"Here is an idea for Barack Obama to salvage his tottering administration by taking a step that protects the United States and its allies," begins neoconservative scholar Daniel Pipes. "He needs a dramatic gesture to change the public perception of him as a light-weight, bumbling ideologue, preferably in an arena where the stakes are high, where he can take charge, and where he can trump expectations."
"Such an opportunity does exist," Pipes writes. "Obama can give orders for the U.S. military to destroy Iran’s nuclear-weapon capacity."

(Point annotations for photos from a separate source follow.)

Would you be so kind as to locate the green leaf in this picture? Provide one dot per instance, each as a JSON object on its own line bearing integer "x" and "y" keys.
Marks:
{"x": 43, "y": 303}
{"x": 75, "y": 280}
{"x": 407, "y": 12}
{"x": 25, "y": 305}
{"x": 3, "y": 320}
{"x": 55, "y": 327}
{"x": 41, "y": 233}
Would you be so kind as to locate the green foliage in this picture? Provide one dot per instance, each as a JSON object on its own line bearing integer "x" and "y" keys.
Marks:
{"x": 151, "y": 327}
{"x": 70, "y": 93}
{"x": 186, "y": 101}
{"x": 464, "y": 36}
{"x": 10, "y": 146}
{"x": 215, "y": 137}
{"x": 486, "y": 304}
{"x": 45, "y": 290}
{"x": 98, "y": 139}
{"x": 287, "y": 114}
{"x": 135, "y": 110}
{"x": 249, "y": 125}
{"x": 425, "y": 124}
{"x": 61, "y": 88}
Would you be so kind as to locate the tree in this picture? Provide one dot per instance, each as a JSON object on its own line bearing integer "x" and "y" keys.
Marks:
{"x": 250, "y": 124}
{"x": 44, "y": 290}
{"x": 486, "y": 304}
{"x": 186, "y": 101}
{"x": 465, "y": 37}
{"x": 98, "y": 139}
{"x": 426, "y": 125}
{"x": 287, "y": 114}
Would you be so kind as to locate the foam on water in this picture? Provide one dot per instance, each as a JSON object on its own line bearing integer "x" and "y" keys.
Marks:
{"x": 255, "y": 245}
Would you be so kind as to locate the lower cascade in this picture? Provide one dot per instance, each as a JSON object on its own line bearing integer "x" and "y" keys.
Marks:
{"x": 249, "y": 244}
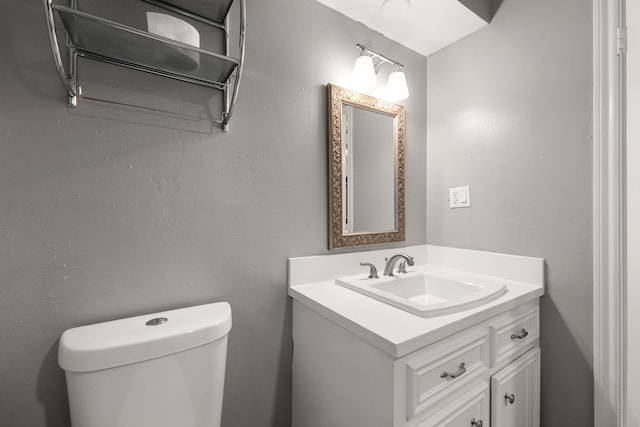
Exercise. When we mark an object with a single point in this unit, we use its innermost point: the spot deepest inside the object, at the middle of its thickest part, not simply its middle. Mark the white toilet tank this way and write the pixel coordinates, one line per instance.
(157, 370)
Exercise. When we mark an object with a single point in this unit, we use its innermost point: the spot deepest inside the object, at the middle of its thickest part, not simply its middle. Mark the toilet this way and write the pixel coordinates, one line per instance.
(158, 370)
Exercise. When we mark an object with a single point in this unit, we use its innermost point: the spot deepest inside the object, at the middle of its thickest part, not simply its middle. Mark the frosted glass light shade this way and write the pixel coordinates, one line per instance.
(397, 89)
(364, 75)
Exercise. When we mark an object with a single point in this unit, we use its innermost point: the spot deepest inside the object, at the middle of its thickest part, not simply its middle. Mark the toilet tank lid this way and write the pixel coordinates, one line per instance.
(130, 340)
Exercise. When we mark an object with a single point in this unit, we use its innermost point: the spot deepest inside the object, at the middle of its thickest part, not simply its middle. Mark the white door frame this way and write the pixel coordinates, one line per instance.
(609, 314)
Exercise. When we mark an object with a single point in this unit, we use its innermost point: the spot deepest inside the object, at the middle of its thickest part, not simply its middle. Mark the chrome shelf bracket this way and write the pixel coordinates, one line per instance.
(68, 80)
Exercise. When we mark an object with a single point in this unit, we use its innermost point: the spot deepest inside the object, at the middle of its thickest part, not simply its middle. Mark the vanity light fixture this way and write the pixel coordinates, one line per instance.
(364, 74)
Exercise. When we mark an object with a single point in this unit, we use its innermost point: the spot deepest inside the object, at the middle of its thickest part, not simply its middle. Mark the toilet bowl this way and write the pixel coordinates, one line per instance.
(162, 370)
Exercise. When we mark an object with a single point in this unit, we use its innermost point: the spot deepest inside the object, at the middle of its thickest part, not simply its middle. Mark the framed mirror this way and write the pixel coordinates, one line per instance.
(366, 169)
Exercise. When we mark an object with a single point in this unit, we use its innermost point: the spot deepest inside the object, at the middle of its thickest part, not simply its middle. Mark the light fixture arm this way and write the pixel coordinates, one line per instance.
(379, 56)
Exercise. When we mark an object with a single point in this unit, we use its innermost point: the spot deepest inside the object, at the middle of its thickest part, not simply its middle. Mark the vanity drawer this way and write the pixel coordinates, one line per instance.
(513, 333)
(444, 367)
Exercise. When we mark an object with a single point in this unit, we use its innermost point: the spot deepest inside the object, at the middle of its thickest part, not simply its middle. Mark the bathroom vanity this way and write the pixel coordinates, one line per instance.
(359, 361)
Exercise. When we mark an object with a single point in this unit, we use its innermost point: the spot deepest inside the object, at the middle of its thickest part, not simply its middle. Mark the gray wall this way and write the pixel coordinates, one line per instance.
(509, 113)
(108, 211)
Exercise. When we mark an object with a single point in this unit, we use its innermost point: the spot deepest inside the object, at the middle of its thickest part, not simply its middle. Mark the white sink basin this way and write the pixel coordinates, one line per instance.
(423, 294)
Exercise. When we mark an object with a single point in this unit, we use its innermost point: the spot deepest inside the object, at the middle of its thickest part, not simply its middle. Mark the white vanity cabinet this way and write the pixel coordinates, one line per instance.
(485, 374)
(515, 393)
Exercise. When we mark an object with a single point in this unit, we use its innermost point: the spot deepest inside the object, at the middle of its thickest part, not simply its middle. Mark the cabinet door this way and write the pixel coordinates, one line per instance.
(515, 393)
(470, 409)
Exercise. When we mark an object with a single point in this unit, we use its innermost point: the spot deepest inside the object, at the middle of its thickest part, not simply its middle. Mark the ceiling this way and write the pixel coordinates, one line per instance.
(428, 25)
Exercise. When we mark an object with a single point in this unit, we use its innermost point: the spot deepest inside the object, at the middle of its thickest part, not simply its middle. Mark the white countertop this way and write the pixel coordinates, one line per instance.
(398, 332)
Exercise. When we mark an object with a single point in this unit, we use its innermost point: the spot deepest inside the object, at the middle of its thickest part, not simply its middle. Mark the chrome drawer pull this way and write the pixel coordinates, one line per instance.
(461, 370)
(523, 334)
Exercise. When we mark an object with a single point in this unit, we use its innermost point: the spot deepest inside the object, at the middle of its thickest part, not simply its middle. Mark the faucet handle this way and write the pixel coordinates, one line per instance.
(402, 268)
(373, 272)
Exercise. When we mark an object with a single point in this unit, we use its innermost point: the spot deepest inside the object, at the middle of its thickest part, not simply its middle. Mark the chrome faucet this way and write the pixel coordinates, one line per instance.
(391, 262)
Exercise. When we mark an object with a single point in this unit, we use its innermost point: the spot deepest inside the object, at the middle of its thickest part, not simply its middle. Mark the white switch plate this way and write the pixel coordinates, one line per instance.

Pipes is a longtime pro-war hawk who has been particularly vociferous in his calls for a "special scrutiny" of Arab Americans. The liberal blog ThinkProgress notes that Pipes ran a campaign against a New York City public school focused on teaching Arab culture, successfully forcing the school's principal to resign.
Pipes references 9/11's catalyzing impact on voter enthusiasm for former President George W. Bush, and says Obama could get the same boost by starting a new conflict with the Persian state.

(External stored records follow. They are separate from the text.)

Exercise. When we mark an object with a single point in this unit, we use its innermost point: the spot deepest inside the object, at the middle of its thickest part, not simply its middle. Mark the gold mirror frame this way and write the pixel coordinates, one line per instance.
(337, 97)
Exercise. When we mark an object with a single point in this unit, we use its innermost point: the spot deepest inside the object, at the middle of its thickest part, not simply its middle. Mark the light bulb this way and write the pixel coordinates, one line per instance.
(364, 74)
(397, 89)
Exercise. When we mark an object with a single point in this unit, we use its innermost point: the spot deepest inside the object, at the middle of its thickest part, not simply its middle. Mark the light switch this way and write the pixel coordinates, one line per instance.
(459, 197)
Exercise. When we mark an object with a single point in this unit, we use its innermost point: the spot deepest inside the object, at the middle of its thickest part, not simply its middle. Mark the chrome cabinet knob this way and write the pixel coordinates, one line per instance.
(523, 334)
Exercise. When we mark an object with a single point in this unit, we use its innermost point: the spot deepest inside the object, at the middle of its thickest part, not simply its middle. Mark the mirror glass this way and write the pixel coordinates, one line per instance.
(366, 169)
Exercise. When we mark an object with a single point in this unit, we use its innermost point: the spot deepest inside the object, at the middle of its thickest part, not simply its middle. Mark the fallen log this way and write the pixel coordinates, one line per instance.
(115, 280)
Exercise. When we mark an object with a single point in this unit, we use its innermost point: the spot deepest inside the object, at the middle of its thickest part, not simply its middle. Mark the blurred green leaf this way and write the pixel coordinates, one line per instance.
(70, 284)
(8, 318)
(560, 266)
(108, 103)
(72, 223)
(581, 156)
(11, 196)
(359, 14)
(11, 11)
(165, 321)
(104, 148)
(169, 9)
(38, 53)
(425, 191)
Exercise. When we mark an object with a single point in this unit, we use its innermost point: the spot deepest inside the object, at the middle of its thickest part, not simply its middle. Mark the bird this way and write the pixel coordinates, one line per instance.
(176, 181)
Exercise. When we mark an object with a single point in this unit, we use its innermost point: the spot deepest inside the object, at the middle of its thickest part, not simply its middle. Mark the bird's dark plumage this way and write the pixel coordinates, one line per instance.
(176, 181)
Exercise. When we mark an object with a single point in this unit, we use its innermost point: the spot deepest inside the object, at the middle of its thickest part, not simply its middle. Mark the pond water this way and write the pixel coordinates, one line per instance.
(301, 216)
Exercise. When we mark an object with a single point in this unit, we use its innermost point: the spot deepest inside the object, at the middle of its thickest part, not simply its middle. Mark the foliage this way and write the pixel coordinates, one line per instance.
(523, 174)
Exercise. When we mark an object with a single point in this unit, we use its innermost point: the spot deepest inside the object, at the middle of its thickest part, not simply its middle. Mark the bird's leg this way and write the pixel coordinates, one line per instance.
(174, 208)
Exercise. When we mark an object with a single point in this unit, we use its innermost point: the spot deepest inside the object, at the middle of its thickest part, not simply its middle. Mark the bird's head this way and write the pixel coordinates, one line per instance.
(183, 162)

"Just as 9/11 caused voters to forget George W. Bush’s meandering early months, a strike on Iranian facilities would dispatch Obama’s feckless first year down the memory hole and transform the domestic political scene," he writes.
"It would sideline health care,' he continues, "prompt Republicans to work with Democrats, make netroots squeal, independents reconsider, and conservatives swoon."
In response to a growing belief that Iran is developing a nuclear weapons program, the US has stepped up its defense in the Gulf. President Obama recently sent ships and missiles to the Gulf region, a move Iran derided as a "puppet show."
New Yorker journalist Seymour Hersh revealed in 2007 that the Bush administration had a highly developed plan that would involve "surgical [air]strikes" on suspected Iranian nuclear facilities. He wrote that the US was "beefing up intelligence resources within the CIA and shifting its rhetorical campaign in a bid to win support from the American people should the strikes proceed."
The drive toward an Iranian strike was so strong, Hersh later suggested, that Bush and Cheney were willing to go against their own party.
"Cheney and Bush don't give a rats ass about the future of the Republican Party when it comes to this," Hersh told MSNBC.
Pipes' post was first highlighted Tuesday by ThinkProgress.